Kara's picture
Kara

my toddler hates other toddlers

My 20 months old daughter has started to get verrry annoyed every time she sees another small child. She waves her hand in anger and shouts angrily. A few months ago she LOVED them! I don't understand what's happening with her... Maybe sh's just jealous that her mommy will love other kids as well?
Also, every time she looks into the mirror, she does the same thing. And when i say, "hey, that's you, why are you getting angry on yourself?" She just shouts again (doesn't speak very well yet), and when i say "you're good, don't get angry at your self," she shakes her head. I ask her "why, are you a bad girl?" she says "Yes!!"

I totally don't understand what's happening with her... maybe she's just passing through stages??
Please advise anything... i need it so badly



2xstepmom's picture
2xstepmom

A 20 month old probably does not fully understand the concept of good and bad when applied to herself. She also does not comprehend hate at this young age. She is possibly just trying out emotions, ie: anger/displeasure and testing you for your reaction.

Don't make a big deal out of this. Being not very verbal as yet it is unlikely you will find out exactally what is going on with her right now. Continue to expose her to new people and situations. Remove the word "bad" from your vocabulary, substituting with more benign words of your choice. She is likely going through a stage and needs your help in sorting out the new emotions she is feeling.
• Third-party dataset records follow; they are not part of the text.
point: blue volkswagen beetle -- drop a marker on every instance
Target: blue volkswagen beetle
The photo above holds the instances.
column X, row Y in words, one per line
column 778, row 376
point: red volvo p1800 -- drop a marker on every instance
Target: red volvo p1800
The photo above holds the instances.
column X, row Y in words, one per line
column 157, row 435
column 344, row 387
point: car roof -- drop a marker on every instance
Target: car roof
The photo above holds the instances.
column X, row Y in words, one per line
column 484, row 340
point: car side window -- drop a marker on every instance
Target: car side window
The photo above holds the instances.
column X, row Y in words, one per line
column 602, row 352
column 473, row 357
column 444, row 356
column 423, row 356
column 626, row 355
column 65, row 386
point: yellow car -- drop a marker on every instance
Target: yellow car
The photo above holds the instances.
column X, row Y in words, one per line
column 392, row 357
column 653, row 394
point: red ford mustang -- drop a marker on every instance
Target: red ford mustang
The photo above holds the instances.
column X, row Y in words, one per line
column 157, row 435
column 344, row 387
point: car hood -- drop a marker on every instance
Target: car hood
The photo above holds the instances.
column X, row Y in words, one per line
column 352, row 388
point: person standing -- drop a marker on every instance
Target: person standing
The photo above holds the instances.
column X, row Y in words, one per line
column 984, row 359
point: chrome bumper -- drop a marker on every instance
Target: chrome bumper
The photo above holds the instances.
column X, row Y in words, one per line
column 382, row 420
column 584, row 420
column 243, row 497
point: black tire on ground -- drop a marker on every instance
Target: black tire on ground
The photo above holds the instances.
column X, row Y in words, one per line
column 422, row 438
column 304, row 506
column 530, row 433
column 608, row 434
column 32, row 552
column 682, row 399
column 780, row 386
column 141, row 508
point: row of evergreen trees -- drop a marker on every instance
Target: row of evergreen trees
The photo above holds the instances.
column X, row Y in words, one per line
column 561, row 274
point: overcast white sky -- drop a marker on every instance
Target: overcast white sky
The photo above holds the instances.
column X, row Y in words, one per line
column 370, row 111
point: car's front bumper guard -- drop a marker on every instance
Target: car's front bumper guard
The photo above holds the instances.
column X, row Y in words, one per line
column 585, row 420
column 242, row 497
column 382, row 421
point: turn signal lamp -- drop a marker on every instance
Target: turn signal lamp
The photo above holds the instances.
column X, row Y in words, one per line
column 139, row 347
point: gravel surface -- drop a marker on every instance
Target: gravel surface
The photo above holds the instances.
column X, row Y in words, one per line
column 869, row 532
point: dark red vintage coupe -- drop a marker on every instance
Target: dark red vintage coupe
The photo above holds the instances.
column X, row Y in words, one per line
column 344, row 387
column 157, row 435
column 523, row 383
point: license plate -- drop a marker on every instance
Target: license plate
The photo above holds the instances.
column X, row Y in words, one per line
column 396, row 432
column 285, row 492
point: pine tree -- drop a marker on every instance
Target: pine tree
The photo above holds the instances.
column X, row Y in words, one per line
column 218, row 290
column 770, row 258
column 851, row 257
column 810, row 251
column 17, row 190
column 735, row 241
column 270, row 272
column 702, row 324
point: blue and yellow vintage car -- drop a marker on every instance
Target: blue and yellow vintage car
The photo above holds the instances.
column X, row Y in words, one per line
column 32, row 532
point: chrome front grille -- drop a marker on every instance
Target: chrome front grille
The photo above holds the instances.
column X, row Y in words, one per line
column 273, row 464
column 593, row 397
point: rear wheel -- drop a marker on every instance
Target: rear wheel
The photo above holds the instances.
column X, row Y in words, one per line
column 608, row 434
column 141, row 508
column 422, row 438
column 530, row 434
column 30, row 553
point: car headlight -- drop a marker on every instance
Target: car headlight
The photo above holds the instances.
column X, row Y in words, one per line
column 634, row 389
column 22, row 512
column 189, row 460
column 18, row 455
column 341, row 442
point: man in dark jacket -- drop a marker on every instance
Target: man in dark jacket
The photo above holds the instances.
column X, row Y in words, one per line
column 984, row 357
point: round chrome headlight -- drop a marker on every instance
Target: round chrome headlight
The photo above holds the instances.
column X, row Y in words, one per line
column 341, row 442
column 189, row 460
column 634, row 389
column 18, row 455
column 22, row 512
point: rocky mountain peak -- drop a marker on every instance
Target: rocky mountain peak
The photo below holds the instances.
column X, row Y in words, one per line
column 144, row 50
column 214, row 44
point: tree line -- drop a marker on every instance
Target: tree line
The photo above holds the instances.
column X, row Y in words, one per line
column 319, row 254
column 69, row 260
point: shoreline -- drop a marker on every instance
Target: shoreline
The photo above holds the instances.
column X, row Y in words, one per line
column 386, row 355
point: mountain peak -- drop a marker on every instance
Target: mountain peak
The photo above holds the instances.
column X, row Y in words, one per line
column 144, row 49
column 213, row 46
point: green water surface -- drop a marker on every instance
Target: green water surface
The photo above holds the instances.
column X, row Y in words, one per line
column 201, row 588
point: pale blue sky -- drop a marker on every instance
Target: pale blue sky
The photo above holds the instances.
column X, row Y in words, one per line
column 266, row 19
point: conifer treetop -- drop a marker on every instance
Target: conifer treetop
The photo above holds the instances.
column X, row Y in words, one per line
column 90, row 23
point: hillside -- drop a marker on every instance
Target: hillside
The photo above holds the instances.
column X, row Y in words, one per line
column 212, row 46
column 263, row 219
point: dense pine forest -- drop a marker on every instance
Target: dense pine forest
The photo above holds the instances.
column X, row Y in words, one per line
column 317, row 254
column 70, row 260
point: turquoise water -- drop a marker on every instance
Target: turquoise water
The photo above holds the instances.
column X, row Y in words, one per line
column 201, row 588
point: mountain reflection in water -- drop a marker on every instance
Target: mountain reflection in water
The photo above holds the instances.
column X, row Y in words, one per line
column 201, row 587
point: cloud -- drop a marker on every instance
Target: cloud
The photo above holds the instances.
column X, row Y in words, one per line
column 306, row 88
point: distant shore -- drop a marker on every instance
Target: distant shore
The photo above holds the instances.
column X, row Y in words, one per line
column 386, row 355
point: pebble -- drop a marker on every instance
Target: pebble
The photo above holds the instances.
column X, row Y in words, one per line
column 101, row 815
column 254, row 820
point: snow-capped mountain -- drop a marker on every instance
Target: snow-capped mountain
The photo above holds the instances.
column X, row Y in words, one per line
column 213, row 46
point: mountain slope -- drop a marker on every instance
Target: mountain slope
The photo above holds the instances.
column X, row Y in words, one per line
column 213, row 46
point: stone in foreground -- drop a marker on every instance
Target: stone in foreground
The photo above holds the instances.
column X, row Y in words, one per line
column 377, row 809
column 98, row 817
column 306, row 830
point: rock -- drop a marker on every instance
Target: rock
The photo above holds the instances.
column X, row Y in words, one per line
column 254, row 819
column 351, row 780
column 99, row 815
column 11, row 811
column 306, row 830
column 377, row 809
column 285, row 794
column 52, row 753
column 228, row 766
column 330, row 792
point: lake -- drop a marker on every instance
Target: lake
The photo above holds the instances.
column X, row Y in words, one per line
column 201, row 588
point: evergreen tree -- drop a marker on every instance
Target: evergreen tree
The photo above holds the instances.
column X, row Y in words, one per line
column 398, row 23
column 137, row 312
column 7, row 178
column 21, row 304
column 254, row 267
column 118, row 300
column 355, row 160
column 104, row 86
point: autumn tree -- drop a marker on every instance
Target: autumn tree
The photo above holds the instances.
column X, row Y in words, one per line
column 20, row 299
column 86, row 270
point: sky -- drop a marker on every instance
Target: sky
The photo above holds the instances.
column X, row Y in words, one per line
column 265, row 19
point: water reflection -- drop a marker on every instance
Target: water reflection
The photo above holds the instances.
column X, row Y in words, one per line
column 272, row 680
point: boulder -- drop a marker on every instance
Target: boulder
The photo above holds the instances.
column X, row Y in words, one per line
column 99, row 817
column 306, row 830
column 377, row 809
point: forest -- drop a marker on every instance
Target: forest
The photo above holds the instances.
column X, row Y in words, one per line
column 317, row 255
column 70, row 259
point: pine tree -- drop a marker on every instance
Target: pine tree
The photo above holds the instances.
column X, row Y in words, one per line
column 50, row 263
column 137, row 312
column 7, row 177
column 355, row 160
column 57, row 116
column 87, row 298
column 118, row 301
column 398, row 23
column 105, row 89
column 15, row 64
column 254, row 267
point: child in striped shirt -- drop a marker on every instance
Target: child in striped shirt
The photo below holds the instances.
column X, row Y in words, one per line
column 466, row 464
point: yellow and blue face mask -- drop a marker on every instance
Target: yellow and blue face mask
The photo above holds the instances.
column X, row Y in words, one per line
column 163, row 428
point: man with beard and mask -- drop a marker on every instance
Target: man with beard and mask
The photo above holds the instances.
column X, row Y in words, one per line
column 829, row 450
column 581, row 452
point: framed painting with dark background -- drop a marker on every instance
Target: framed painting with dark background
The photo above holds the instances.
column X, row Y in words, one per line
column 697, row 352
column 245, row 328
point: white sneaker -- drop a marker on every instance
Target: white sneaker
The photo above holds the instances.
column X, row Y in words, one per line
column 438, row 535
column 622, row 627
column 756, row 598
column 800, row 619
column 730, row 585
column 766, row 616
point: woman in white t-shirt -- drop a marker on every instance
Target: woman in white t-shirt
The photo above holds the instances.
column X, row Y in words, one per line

Tell her often she is a GOOD girl and that other children are her friends. Do not excessively make over other children. Reassure her that you love your girl and that she has lots of friends with whom to play and have fun. Hope this helps.

concerned mom's picture
concerned mom

I think 2xstepmom has said it well. This is probably a stage, so I wldn't worry too much. I wld still encourage your daughter to socialize w/ other children her age. This is how she will learn. Teach her appropriate social interaction by exposing her to other children and guiding her. If she behaves well, praise her. If she misbehaves, tells her this is not ok behavior, and show her how to better act. You can do this by having playdates, joining a playgroup, going to the park, or going to mommy and me classes together. Try to make the experience as fun as possible. Good luck!

Kara's picture
Kara

Thanks both of you so much... a week ago i told her that it is not ok to shout and get angry at sight of other children, i told her that she should smile, air-kiss and pat them. and she has changed a lot!!! but the mirror-thing hasn't changed... so i am telling her "if you don't like looking into the mirror, then don't look into it" and she doesn't look into the mirror after i say it, lol
i also hope this is just a stage she's passing.